Despite sorting out his professional and personal life over the last couple of years, Culkin has yet to regain the fame he held in the '90s.
This past January, the movie "HoundDog" disgusted some at the Sundance Film Festival after 12-year-old actress Dakota Fanning appeared in a rape scene.
Fame at Any Cost
Experts are concerned that the message sent out by mothers like Lohan is indicative of a culture that forgets common sense in the pursuit of prominence. They believe that message could have harmful effects for the children caught up in it all.
"It's hideous that she (Dina Lohan) is using her children to fulfill her own ambitions," said life coach therapist Alyson Mischel. "The chance of her other children getting the fame Lindsay has is slim-to-none so she is setting them up to fail."
Certainly the track records of young stars and their even younger siblings do not compare favorably. Kevin Dillon is unlikely to ever be nominated for an Oscar like his brother Matt. Jamie Lynn Spears is 16 now but needs her last name, made famous by her pop starlet sister Britney, to gain any semblance of recognition. And Ashlee Simpson's nose job has thus far failed to turn her into big sister Jessica.
"A good parent, I would hope, would rather have an average child than one with a personal fortune but a slew of personal problems to go with it," said Mischel. "Drug and alcohol problems affect many people but they're often exacerbated by money and star status at a young age."

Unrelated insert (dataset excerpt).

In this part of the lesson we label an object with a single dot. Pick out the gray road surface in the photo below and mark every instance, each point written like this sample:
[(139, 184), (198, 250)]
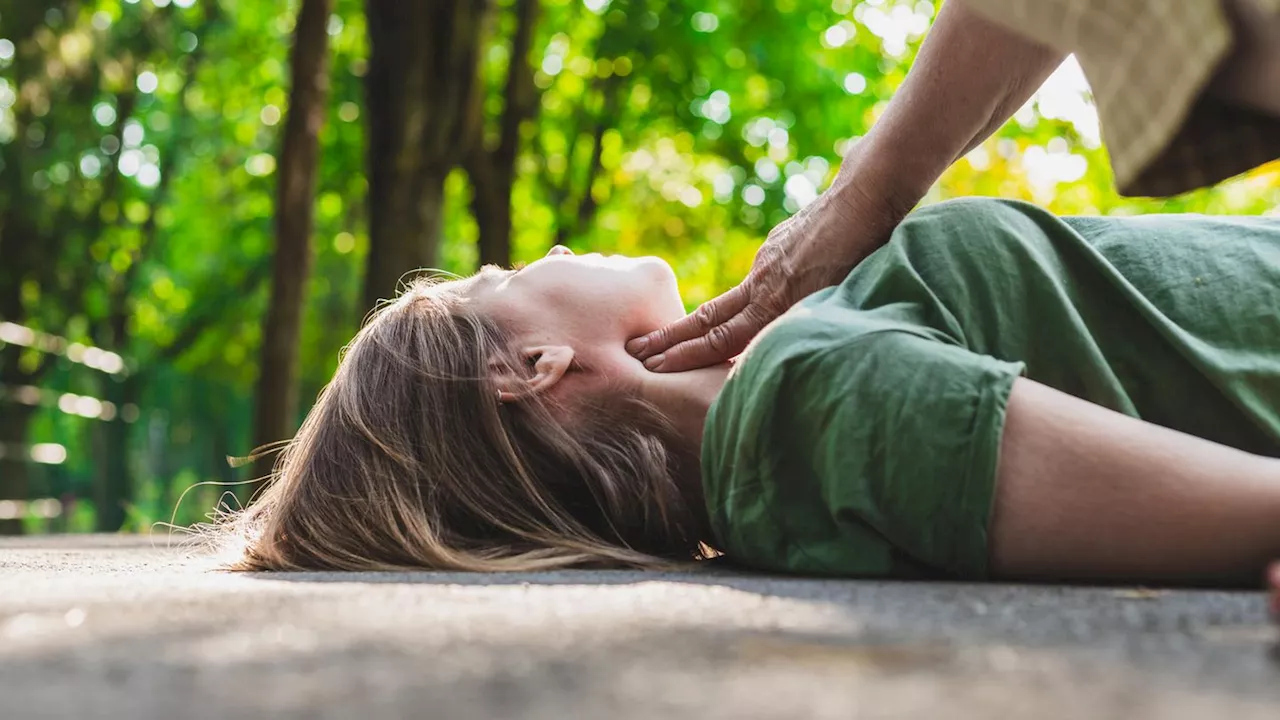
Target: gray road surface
[(109, 627)]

Psychotherapist Licia Ginne said that there is no one factor that explains why certain parents covet fame for their children and are prepared to go to any lengths to get it.
"Part of why mothers do this is very complicated, and the reasons come from their own history and genetic makeup," Ginne told ABC News. "However, much of the motive is often financial gain or a desire to make up for an opportunity they missed when they were young."
Hollywood Parents Aren't Alone
Examples of pushy parents living vicariously through their offspring can be seen by visiting a high school football game on Friday night or a kids' soccer game on a Sunday afternoon. Whether they're children are boys or girls and whether they're playing at age 10 or age 16, certain parents are likely to be there who cross the line from encouragement to bullying.
"This kind of pressure is not healthy for a child, and parents who push them this hard are not helping the child grow and develop," said Ginne, who has more than 25 years of experience working in the mental health field. "In (the case of the Lohans) there is narcissism involved where the mother wanted a particular lifestyle, and now she is taking advantage of the secondary media and living it."
Whether Lohan had always planned to try and take center stage from her children is not known, but some who see the entertainment world up close believe moral standards are slipping across the board.
"It is ironic and poignant that shame has been filleted from American dialogue," said Michael Levine, a Los Angeles public relations expert who has represented numerous Hollywood A-listers. "My opinion has to do with society at large, but in the Lohan case the most peculiar aspect is that this can be happening when Lindsay is in so much pain."
So the trend of pushy parents who hope to be carried through their later years by their children's fame appears to still be in full flow. At least Lohan shares her daughter's skinny frame -- otherwise Lindsay's knees may have buckled by now.